[Geoserver-devel] GML3EncodingUtils.idExists performance impact

Hey Justin,

when you have a chance please take a look at the comments in <http://jira.codehaus.org/browse/GEOT-2627&gt;, as GML3EncodingUtils.idExists() is making the gml encoding process almost twice slower and I would love you opinion on the proposed workaround

Cheers,
Gabriel
--
Gabriel Roldan
OpenGeo - http://opengeo.org
Expert service straight from the developers.

Hmmm... well one possibility might be to use a similar solution as FeatureTypeCache. Each time the encoder stats, the container context gets a FeatureTypeCache instance which basically serves as a cache for feature type objects, used while parsing features to avoid creating the feature type over and over again.

A similar class could be used ot track ids during encoding. GMLConfiguration.configureContext could register it, and then whatever binding (AbstractFeatureTypeBinding or whatever) could declare a dependency on it, grab the instnace and check for or update the set with encoded ids.

The downside being that for huge feature collections the set could get quite large... but i guess its better than the current solution of building up a document full of ids.

Gabriel Roldan wrote:

Hey Justin,

when you have a chance please take a look at the comments in <http://jira.codehaus.org/browse/GEOT-2627&gt;, as GML3EncodingUtils.idExists() is making the gml encoding process almost twice slower and I would love you opinion on the proposed workaround

Cheers,
Gabriel

--
Justin Deoliveira
OpenGeo - http://opengeo.org
Enterprise support for open source geospatial.

That'd be a good solution to provide a context to the gml encoding process, my open question is now how to ensure that context is not shared between encoding processes, as the list of ids is to be checked independently for each one. My understanding is FeatureTypeCache is shared and that's ok, but this one may require a per process "context". What do you think?

Justin Deoliveira wrote:

Hmmm... well one possibility might be to use a similar solution as FeatureTypeCache. Each time the encoder stats, the container context gets a FeatureTypeCache instance which basically serves as a cache for feature type objects, used while parsing features to avoid creating the feature type over and over again.

A similar class could be used ot track ids during encoding.

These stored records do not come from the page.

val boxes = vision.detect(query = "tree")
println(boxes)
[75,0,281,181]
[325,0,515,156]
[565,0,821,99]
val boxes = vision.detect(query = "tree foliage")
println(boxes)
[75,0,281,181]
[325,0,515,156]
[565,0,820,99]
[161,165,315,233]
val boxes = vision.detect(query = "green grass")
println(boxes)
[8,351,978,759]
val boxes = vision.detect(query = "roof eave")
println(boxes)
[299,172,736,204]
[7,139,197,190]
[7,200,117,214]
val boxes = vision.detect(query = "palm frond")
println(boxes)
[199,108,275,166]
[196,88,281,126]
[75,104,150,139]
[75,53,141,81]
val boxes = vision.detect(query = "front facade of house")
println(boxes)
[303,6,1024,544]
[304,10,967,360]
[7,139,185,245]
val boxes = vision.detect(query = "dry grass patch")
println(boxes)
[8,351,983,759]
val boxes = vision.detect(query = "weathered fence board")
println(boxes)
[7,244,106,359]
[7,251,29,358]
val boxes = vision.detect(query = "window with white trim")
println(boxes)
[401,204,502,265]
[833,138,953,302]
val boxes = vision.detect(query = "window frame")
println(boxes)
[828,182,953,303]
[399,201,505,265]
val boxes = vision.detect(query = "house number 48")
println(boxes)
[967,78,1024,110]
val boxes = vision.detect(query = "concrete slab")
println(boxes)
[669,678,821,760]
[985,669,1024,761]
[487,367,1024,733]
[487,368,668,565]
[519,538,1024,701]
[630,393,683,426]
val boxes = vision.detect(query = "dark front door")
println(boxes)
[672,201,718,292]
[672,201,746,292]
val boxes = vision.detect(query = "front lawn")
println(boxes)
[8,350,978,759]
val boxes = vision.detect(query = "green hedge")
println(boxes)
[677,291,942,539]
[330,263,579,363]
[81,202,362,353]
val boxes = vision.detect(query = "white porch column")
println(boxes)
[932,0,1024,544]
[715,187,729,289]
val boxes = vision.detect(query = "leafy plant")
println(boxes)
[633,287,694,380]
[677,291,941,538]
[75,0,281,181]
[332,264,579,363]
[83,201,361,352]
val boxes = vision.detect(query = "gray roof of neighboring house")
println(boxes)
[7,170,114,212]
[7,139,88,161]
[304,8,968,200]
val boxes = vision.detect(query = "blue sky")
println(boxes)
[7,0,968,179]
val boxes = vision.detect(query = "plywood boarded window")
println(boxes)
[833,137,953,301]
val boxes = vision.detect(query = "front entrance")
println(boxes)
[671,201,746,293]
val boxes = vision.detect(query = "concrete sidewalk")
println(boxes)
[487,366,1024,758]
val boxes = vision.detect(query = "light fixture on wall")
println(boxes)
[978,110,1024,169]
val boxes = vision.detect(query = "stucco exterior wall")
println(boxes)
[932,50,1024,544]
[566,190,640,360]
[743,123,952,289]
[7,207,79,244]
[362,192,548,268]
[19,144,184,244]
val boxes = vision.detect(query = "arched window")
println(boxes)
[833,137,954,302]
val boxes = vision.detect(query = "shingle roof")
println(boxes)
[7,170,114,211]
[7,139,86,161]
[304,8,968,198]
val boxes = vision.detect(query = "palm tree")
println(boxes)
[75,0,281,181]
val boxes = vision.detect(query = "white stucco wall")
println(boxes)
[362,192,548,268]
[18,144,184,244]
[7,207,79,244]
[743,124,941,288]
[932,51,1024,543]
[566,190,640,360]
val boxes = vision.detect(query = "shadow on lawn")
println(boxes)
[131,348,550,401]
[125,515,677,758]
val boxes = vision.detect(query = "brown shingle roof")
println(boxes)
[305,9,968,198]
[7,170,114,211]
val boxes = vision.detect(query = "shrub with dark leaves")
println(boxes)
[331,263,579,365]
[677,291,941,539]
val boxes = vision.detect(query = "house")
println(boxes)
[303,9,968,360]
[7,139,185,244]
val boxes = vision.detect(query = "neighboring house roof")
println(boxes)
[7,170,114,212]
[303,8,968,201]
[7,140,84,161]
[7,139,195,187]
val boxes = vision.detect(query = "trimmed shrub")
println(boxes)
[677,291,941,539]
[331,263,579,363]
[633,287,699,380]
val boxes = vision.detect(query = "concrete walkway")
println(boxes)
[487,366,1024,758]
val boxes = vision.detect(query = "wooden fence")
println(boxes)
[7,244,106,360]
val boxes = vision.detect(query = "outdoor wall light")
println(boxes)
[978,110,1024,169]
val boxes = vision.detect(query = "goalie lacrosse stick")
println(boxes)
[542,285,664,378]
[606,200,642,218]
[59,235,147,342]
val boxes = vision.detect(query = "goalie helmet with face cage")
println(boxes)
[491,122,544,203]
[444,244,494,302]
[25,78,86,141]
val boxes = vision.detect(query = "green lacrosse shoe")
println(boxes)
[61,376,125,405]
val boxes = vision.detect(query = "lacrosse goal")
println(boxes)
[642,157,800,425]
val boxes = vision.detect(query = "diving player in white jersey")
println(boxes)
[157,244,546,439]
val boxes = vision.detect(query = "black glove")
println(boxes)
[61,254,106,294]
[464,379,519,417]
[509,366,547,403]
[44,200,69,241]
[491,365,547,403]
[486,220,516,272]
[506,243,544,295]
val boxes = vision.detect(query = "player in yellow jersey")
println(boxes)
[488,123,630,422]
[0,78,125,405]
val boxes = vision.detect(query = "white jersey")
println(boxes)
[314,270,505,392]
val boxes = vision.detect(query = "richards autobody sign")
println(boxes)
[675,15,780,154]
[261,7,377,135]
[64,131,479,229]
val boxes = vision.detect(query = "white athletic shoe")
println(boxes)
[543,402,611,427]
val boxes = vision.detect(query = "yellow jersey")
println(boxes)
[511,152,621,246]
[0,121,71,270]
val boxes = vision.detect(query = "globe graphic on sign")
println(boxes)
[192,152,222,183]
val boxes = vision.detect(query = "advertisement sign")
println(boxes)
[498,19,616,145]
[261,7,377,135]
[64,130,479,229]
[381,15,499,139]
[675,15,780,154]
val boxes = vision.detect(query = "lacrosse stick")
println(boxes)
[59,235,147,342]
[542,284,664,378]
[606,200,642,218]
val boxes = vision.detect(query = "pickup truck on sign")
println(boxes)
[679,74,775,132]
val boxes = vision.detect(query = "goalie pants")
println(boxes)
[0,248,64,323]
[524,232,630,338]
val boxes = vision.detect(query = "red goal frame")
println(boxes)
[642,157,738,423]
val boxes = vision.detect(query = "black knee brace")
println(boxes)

GMLConfiguration.configureContext could register it, and then whatever binding (AbstractFeatureTypeBinding or whatever) could declare a dependency on it, grab the instnace and check for or update the set with encoded ids.

The downside being that for huge feature collections the set could get quite large... but i guess its better than the current solution of building up a document full of ids.

Gabriel Roldan wrote:

Hey Justin,

when you have a chance please take a look at the comments in <http://jira.codehaus.org/browse/GEOT-2627&gt;, as GML3EncodingUtils.idExists() is making the gml encoding process almost twice slower and I would love you opinion on the proposed workaround

Cheers,
Gabriel

--
Gabriel Roldan
OpenGeo - http://opengeo.org
Expert service straight from the developers.

Even though the Configuration object is a singleton in geoserver (hopefully fix that someday), the binding context is not stored as a member of it, it is created by the encoder and passed into Configuration.configureContext(). So as long as two processes are not storing the same encoder instance as state there should be no problem.

Gabriel Roldan wrote:

That'd be a good solution to provide a context to the gml encoding process, my open question is now how to ensure that context is not shared between encoding processes, as the list of ids is to be checked independently for each one. My understanding is FeatureTypeCache is shared and that's ok, but this one may require a per process "context". What do you think?

Justin Deoliveira wrote:

Hmmm... well one possibility might be to use a similar solution as FeatureTypeCache. Each time the encoder stats, the container context gets a FeatureTypeCache instance which basically serves as a cache for feature type objects, used while parsing features to avoid creating the feature type over and over again.

A similar class could be used ot track ids during encoding. GMLConfiguration.configureContext could register it, and then whatever binding (AbstractFeatureTypeBinding or whatever) could declare a dependency on it, grab the instnace and check for or update the set with encoded ids.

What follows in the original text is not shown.